Sunday, July 23, 2017

There's (Still) Gold in Them Thar Hills

Northern California was pelted with record rainfall this winter, and miners predicted that once all the water washed away, gold would be left in its wake. It appears that their predictions are panning out.

“Folks are finding more gold — ‘flood gold’ — than usual this year,” said Diana Clayton, president of the Shasta Miners & Prospectors Association, which owns seven claims throughout Northern California and boasts about 350 members.

“Many of our members have been mining for decades,” Clayton said. “They really know the area. And they know there’s been changes.”

Bryant Shock, co-owner of Gold Prospecting Adventures in Jamestown, Calif., estimates that there’s been a quarter increase in professional miners heading up north – a sure sign of a legitimate gold rush, he says.

So too, Shock has seen bigger chunks of the mineral unearthed this season than in recent years, and not just near streams and rivers. Heavy rainfall triggers slides, he explained, which create cutouts in the hills and deposit small bits of gold in gulches and ravines.

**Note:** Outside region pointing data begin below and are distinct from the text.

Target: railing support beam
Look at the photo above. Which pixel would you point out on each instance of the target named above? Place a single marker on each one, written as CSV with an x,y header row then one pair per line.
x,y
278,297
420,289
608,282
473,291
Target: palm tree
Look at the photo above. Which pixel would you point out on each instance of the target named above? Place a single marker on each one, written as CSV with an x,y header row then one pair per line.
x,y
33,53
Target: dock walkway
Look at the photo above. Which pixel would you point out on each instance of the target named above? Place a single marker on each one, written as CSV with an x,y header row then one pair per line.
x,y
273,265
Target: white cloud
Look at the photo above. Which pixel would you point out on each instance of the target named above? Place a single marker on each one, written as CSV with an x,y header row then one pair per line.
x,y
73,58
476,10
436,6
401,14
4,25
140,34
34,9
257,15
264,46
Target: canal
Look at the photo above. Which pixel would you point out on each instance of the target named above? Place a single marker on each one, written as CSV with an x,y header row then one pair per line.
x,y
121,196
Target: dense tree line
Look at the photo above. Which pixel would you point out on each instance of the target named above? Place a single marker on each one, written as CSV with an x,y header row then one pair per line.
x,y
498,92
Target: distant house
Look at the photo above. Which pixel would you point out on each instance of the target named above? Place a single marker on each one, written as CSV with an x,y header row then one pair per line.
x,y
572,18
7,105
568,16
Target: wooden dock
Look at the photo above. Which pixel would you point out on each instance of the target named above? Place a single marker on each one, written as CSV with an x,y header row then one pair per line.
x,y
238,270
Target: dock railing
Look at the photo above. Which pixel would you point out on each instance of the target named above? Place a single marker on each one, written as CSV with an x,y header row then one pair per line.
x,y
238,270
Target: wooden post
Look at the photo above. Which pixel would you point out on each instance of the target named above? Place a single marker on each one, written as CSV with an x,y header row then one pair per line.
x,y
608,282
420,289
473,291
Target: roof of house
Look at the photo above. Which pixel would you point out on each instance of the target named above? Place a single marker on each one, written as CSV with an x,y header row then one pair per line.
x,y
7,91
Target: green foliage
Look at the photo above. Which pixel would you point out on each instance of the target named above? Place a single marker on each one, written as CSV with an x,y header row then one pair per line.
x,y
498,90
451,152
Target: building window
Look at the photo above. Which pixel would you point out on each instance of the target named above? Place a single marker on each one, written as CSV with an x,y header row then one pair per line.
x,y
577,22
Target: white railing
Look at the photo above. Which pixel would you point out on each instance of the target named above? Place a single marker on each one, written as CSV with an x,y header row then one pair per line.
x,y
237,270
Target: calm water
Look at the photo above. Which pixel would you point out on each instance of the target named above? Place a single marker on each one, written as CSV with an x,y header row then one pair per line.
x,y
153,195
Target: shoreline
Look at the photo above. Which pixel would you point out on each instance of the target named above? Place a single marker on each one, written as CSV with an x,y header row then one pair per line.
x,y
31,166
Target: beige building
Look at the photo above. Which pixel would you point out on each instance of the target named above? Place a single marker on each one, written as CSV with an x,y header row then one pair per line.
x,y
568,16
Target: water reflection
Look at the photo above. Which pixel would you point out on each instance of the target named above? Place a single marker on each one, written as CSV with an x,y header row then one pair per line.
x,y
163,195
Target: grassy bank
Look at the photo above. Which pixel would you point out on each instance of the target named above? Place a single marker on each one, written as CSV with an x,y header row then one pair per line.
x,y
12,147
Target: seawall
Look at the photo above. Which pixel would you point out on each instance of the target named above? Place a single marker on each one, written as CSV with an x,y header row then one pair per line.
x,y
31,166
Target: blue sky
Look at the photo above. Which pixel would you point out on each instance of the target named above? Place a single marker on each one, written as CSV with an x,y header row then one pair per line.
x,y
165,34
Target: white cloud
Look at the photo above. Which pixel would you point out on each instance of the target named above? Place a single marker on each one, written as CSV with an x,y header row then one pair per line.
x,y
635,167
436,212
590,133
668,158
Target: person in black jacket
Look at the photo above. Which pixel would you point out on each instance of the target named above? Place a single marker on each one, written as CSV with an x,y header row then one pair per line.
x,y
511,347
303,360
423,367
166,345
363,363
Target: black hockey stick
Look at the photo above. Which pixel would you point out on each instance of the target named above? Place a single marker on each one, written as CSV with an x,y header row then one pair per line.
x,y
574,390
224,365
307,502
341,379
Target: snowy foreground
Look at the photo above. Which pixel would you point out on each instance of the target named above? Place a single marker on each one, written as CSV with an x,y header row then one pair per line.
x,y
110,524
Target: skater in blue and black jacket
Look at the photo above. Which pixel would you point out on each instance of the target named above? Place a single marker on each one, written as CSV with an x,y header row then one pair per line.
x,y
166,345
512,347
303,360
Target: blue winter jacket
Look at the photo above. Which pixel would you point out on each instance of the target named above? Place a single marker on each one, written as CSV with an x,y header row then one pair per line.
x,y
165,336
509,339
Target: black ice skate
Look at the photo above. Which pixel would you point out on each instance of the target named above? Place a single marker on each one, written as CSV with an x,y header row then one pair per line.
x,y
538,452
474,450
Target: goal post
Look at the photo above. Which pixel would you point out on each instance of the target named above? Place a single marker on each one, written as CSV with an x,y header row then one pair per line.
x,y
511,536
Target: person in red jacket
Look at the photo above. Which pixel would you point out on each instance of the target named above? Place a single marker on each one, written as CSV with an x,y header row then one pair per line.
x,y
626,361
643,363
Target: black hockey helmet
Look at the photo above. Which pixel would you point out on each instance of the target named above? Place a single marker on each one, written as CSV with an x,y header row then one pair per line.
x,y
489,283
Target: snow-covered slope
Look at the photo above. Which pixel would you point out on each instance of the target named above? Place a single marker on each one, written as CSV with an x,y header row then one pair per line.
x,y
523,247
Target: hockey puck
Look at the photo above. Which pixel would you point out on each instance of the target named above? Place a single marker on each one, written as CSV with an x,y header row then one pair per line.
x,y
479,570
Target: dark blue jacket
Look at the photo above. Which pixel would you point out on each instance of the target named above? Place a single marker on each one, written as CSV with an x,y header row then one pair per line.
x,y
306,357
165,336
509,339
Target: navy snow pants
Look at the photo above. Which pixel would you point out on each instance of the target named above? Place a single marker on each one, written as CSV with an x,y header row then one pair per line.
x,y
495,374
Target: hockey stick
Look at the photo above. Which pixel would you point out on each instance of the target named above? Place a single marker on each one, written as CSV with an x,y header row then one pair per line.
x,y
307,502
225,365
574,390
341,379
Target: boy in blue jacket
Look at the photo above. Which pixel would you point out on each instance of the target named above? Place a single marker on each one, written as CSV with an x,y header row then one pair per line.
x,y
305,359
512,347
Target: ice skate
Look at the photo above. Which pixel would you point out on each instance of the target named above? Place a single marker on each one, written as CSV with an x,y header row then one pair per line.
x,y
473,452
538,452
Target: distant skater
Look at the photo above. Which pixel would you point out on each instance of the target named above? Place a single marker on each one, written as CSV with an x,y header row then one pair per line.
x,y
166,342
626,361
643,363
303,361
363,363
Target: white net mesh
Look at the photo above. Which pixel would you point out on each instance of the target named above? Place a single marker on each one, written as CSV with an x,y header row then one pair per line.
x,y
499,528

“I’ve heard of people walking along, kicking the dirt and finding a piece of gold,” Clayton added. She said a Shasta Miner recently uncovered a nugget half the size of her pinkie finger – that’s a biggie.
Those mountains (the Sierras) are pretty big, and I doubt that miners found all the veins of gold in them, so, yeah, it seems likely that heavy rains, floods and rockslides could turn up some new shiney stuff.

I guess I should have tried panning some gold while I was hanging around Murphys a few weeks ago. There's a pretty decent video of drone footage from the Oroville Dam spillway at the link that's definitely worth watching.